Hello! This is Laurie Bishop. Great cover, Cara!
I’ve been reading everyone else’s comments and trying to decide how I would qualify what makes a Regency risky. I find it isn’t as easy as I thought it would be. But since I have to come up with something 😉 , to me a risky Regency is one in which the heroine, and/or the hero, do something extraordinary for their sex/time/station—or must act in an unexpected way to address their dilemma. Also, in addition to this, they must do or be in this way without violating the attitudes of the time.Hence the trickiness.Let us say that I want my heroine to be courageous and able to take command to save the family estate. She might come to the traumatic conclusion that she must ruin herself by becoming the mistress of Snidely Whiplash; and she can acknowledge this by having all of the appropriate thoughts and feelings about what she feels forced to do. But…she will not use language that a gently reared young lady does not use, and she will otherwise behave with all the decorum within her power that she has been raised to use. And she will not know something that a gently reared young lady does not know.

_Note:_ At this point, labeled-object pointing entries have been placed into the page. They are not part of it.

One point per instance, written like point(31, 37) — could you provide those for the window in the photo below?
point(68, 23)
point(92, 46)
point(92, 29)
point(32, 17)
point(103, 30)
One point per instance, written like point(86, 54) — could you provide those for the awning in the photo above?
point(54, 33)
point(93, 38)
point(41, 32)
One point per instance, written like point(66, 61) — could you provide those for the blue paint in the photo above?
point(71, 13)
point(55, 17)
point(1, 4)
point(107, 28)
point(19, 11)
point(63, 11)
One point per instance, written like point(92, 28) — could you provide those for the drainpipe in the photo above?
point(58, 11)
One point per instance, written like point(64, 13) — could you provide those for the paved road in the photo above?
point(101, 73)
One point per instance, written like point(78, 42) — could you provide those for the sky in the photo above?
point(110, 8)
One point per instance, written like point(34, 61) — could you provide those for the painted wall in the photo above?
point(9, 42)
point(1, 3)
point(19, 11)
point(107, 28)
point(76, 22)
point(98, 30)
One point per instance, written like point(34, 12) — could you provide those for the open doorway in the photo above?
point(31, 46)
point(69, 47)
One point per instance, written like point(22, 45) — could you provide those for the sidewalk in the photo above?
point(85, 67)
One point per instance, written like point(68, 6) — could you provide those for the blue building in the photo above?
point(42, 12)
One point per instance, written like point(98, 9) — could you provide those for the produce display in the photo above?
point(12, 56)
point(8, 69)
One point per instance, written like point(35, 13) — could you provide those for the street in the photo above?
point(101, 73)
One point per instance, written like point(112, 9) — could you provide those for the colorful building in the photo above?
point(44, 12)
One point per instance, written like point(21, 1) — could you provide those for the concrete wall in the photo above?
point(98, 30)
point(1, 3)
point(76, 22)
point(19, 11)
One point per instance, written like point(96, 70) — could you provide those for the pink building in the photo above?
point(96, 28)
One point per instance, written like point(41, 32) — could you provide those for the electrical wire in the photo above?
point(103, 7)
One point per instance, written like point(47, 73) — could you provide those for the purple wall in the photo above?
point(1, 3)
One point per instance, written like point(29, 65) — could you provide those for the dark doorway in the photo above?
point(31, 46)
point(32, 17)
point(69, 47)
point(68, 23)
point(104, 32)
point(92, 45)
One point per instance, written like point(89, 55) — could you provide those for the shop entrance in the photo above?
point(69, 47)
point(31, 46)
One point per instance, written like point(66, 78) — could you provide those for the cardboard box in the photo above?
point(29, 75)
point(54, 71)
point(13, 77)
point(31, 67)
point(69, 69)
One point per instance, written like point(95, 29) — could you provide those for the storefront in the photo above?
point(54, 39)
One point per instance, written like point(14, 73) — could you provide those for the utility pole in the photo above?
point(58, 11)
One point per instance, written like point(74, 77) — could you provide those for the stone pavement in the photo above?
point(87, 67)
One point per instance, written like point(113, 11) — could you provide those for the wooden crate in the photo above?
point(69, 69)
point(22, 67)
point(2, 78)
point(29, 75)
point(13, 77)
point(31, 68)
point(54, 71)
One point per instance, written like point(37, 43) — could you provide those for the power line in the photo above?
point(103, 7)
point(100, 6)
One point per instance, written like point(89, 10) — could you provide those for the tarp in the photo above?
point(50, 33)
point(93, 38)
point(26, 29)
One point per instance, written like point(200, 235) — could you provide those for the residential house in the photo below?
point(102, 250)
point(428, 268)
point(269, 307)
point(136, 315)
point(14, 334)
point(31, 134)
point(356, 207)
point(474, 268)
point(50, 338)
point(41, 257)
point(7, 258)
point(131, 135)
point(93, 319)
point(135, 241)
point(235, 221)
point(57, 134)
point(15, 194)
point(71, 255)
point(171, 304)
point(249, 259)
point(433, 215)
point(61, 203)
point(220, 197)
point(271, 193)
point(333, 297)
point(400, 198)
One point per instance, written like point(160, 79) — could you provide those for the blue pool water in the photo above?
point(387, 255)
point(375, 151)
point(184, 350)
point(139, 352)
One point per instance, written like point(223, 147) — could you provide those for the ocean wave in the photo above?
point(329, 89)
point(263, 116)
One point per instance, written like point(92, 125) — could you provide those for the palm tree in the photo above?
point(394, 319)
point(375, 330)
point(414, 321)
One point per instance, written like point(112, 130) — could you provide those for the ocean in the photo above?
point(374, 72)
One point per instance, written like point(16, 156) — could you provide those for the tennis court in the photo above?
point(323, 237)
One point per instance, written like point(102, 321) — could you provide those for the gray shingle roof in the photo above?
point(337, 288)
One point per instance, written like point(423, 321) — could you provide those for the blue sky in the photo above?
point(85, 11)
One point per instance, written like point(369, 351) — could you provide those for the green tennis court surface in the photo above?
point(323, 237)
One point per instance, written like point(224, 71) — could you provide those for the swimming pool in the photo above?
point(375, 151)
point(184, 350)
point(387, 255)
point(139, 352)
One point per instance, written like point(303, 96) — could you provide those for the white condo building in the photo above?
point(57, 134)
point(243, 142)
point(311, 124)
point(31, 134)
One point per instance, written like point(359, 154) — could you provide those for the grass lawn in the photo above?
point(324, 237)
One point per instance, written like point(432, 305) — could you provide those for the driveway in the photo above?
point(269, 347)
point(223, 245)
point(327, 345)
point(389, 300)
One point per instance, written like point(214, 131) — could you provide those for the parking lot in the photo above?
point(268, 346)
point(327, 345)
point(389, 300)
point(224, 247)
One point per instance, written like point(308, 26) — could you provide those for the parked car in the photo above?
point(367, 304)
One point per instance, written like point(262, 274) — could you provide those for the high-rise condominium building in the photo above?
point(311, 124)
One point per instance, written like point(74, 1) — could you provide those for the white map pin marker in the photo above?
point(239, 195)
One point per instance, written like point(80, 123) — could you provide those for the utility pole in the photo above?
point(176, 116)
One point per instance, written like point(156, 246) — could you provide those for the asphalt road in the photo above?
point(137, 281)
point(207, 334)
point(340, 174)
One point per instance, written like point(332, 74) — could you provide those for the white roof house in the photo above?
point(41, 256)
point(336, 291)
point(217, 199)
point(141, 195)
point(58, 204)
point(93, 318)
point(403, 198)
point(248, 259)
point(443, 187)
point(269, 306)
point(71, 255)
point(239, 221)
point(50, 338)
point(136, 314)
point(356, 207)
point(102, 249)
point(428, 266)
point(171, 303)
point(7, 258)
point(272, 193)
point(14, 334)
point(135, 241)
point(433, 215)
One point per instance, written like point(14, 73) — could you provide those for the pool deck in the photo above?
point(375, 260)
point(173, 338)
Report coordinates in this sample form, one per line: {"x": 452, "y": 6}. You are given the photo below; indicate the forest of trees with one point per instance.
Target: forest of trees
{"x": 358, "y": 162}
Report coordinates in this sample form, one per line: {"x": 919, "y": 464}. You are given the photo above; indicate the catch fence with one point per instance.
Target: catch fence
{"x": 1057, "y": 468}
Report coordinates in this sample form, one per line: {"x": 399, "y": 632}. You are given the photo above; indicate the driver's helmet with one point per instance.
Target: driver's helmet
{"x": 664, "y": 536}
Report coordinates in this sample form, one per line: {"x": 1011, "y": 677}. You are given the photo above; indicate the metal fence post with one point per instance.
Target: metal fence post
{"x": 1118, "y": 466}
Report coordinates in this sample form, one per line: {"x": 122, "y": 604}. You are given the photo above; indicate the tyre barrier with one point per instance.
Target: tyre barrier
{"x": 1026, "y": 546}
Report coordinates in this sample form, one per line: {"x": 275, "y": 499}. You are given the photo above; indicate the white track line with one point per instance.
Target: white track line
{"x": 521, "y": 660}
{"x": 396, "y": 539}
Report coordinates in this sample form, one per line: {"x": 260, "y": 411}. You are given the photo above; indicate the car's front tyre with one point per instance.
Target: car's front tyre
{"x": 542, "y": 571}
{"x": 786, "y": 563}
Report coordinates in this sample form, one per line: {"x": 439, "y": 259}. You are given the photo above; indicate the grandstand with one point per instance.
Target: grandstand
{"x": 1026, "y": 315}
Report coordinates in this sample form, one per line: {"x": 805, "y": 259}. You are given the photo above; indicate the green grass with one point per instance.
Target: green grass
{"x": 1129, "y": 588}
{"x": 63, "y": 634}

Of course, if she is not a gently reared young lady, we have a different bucket of peas. She will have the perspective of a farmer’s daughter, a soldier’s daughter, or what have you. And that can be quite different. Even middle class daughters were different than the daughters of the highest peers. In PRIDE AND PREJUDICE, the Bennett daughters walked to town alone. Lady Catherine de Bourgh’s daughter would never been allowed to do such a thing.

In my first Regency, THE BEST LAID PLANS, the heroine was a very independent-thinking American heiress who was not raised in high English society. She was therefore allowed to be a little outrageous—and was a ball to write!